Q. : Votre projet d’objets thérapeutiques a été l’un des premiers de votre carrière. Comment y êtes-vous arrivé ?
ML : Pendant mes études je m’étais inscrit comme cobaye pour des tests de médicaments, pour me faire de l’argent…
J’ai constaté que l’objet est de plus en plus ciblé, mais que l’apparence ne suivait pas… De plus l’observance est un vrai problème : 50% des prescriptions ne sont pas correctement suivies…
Les industries pharmaceutiques ont tendance à penser uniquement packaging car on ne leur a proposé que cela. De plus, l’approche du secteur est totalement scientifique, ne laissant aucune place à l’irrationnel : « la molécule est reine » comme me disait un responsable de grand groupe pharmaceutique, s’opposant ainsi aux guérisseurs d’autrefois, et à leur approche liée à des croyances, de la superstition…
C’est l’aspect humain la matière humaine qui m’intéressait, j’ai donc abordé le sujet par le coté comportemental et relationnel, pour faire un travail prospectif médical dépassant le packaging. La question était : qui va se soigner, comment cette personne va vivre le soin…
Je suis parti de deux parallèles :
- celui de la cuisine : sachant que les principes actifs sont généralement des farines, j’ai considéré tout ce que l’on pouvait faire avec…

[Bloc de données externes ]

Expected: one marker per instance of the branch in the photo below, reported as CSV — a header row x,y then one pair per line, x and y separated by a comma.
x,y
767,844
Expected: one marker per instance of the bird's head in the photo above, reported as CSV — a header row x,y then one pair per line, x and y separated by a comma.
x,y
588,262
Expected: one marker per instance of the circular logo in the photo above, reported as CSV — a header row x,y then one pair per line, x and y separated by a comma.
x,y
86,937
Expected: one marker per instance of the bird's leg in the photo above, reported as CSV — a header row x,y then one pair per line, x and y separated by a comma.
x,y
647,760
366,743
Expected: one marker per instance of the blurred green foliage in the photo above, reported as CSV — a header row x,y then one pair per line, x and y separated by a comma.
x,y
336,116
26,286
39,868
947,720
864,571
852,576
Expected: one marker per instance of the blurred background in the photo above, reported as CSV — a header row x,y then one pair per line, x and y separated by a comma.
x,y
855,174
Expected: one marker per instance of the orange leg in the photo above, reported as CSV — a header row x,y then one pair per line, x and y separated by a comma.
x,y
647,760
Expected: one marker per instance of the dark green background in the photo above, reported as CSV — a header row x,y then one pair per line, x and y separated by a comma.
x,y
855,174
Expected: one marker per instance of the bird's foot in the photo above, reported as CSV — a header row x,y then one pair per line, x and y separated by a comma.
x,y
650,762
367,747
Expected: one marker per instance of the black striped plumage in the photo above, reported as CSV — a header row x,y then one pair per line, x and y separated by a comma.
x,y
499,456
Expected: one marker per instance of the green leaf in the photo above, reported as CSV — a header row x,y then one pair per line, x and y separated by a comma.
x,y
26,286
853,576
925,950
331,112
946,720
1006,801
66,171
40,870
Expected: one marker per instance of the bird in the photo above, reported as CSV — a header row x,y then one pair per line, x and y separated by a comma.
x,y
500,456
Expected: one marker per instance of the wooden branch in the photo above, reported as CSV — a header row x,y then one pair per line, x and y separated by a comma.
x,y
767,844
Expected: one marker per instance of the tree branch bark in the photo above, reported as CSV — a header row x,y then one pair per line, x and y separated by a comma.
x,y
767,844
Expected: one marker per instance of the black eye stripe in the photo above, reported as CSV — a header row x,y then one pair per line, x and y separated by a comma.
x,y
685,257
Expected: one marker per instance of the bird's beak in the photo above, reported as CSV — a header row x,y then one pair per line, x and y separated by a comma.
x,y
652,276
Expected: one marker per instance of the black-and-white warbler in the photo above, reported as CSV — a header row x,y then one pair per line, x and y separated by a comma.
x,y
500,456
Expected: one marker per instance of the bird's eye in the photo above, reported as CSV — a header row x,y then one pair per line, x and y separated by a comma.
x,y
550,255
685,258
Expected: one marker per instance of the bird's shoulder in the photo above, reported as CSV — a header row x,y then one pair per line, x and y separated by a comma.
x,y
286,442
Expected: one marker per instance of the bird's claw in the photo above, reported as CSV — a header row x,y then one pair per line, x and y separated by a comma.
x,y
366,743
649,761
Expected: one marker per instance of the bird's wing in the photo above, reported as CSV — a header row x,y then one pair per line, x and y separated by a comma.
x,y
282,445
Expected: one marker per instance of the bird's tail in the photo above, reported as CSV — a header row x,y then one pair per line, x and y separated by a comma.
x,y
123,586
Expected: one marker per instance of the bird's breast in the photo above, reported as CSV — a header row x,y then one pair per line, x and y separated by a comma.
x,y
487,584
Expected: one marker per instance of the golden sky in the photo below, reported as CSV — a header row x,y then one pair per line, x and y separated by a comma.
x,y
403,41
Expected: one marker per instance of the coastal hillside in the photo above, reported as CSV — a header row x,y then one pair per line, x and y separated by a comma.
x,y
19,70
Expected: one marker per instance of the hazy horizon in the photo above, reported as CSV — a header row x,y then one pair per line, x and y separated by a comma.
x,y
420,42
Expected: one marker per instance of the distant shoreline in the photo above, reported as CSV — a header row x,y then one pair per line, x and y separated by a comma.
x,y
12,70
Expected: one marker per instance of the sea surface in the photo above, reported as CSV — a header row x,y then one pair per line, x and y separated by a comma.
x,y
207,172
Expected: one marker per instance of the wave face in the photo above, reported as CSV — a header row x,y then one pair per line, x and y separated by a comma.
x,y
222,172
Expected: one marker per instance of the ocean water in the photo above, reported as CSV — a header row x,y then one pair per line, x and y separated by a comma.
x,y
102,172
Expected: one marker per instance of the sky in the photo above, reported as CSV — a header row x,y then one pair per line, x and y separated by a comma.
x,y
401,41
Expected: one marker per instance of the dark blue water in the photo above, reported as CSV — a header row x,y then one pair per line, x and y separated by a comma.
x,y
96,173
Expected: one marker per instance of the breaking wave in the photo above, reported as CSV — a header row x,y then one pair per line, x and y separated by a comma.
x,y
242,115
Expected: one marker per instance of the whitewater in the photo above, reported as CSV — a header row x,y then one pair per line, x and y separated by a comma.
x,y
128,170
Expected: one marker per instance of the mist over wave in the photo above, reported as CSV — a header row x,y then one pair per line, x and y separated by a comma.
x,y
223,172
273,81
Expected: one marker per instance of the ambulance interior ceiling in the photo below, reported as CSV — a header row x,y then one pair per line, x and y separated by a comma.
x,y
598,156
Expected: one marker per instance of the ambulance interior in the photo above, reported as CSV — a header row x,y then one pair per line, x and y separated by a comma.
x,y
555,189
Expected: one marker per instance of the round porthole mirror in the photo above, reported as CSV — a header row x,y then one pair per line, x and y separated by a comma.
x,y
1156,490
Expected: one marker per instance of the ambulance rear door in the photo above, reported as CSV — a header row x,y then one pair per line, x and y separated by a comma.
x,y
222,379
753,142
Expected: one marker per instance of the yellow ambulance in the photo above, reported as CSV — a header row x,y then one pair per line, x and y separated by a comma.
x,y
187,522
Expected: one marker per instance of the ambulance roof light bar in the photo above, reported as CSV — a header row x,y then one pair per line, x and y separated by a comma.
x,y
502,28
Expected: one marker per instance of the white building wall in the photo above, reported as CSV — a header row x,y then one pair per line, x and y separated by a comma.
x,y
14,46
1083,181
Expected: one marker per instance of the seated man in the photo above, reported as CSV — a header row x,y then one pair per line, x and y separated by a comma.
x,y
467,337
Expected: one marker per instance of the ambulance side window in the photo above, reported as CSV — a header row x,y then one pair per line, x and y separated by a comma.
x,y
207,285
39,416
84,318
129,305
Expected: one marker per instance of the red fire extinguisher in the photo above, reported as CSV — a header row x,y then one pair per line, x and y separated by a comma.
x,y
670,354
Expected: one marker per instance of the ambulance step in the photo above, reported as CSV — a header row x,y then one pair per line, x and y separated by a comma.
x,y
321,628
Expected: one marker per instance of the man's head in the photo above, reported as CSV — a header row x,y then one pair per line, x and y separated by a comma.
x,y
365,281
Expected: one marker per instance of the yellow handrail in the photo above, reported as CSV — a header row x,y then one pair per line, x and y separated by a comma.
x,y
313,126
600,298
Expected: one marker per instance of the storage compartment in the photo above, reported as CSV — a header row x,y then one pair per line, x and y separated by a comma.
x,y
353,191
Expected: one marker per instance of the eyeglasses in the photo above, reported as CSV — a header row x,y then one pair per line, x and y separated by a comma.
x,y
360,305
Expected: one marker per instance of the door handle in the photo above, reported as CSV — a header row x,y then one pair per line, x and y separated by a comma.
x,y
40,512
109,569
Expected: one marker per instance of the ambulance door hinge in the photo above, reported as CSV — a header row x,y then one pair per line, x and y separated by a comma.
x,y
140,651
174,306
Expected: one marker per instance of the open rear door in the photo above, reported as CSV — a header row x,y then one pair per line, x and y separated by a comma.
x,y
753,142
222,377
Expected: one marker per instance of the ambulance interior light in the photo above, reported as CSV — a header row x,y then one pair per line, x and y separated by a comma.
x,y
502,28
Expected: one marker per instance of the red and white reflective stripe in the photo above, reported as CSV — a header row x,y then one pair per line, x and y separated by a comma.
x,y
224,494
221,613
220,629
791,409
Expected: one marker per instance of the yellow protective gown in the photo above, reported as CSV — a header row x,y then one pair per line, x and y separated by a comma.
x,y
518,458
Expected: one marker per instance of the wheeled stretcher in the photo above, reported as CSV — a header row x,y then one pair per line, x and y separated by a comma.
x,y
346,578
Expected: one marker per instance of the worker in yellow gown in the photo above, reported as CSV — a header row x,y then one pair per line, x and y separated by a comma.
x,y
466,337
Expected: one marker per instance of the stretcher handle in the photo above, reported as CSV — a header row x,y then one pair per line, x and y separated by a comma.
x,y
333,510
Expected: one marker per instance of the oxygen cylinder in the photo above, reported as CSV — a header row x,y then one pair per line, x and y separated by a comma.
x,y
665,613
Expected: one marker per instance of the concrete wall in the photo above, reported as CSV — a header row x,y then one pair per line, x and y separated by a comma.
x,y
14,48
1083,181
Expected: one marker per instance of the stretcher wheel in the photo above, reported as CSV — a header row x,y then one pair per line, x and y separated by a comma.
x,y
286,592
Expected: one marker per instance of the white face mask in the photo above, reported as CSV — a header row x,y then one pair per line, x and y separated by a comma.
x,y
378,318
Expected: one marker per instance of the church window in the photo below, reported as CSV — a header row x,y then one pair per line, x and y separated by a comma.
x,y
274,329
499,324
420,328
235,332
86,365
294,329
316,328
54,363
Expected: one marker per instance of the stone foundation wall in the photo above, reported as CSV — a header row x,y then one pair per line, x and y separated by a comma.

- celui du western : dans les films les cowboys à qui l’on retire une balle mordent un bâton… Pourquoi ne pas reprendre ce modèle en y ajoutant un principe actif ? Cela pourrait avoir un effet multiplicateur sur le traitement…
Je voulais que le projet soit concret. J’ai donc travaillé avec des professionnels du secteur : un laboratoire de galénique, un médecin généraliste, un psychiatre hospitalier.
< Les projets issus de cette recherche sont détaillés en pied de cet article >
Q. : Quels a été la réaction du secteur à votre proposition ?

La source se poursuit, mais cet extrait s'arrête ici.